So I'm trying to import about 80 million page views from a log file. I'm trying to put them in the database as sessions, i.e. groups of page views separated with 20 minutes in between.
So eventually, in my user database I would like each user to have a list of dictionary objects like so:
{
'id': 'user1'
'sessions':[
{
"start" : ISODate("2011-04-03T23:21:59.639Z"),
"end" : ISODate("2011-04-03T23:50:05.518Z"),
"page_loads" : 136
},
{
"start" : ISODate("another date"),
"end" : ISODate("later date"),
"page_loads" : 20
},
]
}
Should be fairly simple. So I wrote this script:
howManyLinesTotal = 9999999 #i've done: wc -l in bash before to find the file size
blank_dict = {'page_loads':0, 'start':0, 'end':0}
latest_sessions = defaultdict(lambda: blank_dict)
for line in f: #opens a gigantic gzip file called "f"
line = line.split('\t') #each entry is tab-delimited with: user \t datetime \t page_on_my_site
user = line[1] #grab the data from this line in the file
timestamp = datetime.utcfromtimestamp(float(line[2]))
latest_sessions[user]['page_loads'] += 1 #add one to this user's current session
if latest_sessions[user]['start'] == 0: #put in the start time if there isn't one
latest_sessions[user]['start'] = timestamp
if latest_sessions[user]['end'] == 0: #put in the end time if there isn't one
latest_sessions[user]['end'] = timestamp
else: #otherwise calculate if the new end time is 20 mins later
diff = (timestamp - latest_sessions[user]['end']).seconds
if diff > 1200: #if so, save the session to the database
db.update({'id':user}, {'$push':{'sessions':latest_sessions[user]}})
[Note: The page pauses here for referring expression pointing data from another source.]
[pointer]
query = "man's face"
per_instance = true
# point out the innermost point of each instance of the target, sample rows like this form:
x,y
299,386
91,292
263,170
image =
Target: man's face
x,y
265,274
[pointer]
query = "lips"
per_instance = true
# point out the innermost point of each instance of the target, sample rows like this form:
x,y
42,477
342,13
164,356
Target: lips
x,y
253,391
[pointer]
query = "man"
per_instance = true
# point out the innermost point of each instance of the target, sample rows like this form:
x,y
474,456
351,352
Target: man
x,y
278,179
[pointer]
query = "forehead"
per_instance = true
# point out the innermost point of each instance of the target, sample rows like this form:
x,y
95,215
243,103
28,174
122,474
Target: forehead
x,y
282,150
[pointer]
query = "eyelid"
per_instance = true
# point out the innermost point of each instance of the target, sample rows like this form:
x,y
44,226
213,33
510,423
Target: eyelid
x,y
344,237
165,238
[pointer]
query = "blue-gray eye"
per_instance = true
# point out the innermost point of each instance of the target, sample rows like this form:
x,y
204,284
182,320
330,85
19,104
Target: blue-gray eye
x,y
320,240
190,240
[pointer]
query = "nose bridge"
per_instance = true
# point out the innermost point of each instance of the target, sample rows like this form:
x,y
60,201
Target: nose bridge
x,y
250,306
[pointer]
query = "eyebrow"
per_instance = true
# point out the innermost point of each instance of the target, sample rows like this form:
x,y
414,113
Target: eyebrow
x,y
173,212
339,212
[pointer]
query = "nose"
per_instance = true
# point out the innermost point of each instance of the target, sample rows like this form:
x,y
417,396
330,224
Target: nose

latest_sessions[user] = blank_dict
else:
latest_sessions[user]['end'] = timestamp #otherwise just replace this endtime
count += 1
if count % 100000 == 0: #output some nice stats every 100,000 lines
print str(count) + '/' + str(howManyLinesTotal)
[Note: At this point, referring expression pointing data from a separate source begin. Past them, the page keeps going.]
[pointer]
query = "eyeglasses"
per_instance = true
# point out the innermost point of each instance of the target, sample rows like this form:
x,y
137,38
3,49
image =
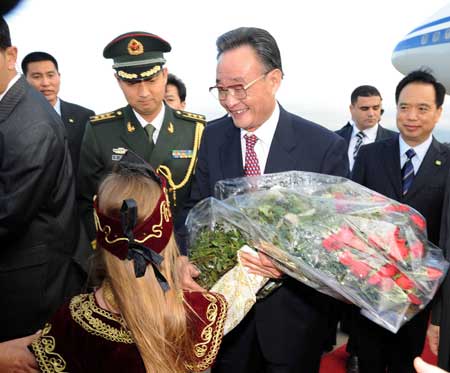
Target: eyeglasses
x,y
237,91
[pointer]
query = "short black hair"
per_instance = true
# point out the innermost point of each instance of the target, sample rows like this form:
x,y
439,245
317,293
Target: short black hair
x,y
262,42
425,77
37,57
177,82
364,91
5,36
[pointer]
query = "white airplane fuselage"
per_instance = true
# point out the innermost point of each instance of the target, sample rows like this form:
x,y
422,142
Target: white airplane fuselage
x,y
427,46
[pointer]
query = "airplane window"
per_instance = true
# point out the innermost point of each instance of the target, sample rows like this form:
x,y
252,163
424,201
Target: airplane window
x,y
436,36
447,34
424,39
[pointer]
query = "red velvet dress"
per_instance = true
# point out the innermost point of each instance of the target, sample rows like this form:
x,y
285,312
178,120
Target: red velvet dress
x,y
82,337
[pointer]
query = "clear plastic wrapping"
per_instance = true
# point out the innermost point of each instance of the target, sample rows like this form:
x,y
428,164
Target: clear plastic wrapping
x,y
330,233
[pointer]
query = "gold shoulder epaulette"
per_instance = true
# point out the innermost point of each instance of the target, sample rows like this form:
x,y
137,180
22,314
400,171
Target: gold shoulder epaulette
x,y
190,116
106,116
#now put the remaining last sessions in
for user in latest_sessions:
db.update({'id':user}, {'$push':{'sessions':latest_sessions[user]}})
I'm getting about 0.002 seconds per line = 44 hours for an 80 million page view file.
This is with a 2TB 7200rpm seagate HDD, 32 GB of RAM and 3.4Ghz dualcore i3 processor.
Does this time sound reasonable or am I making some horrendous mistakes?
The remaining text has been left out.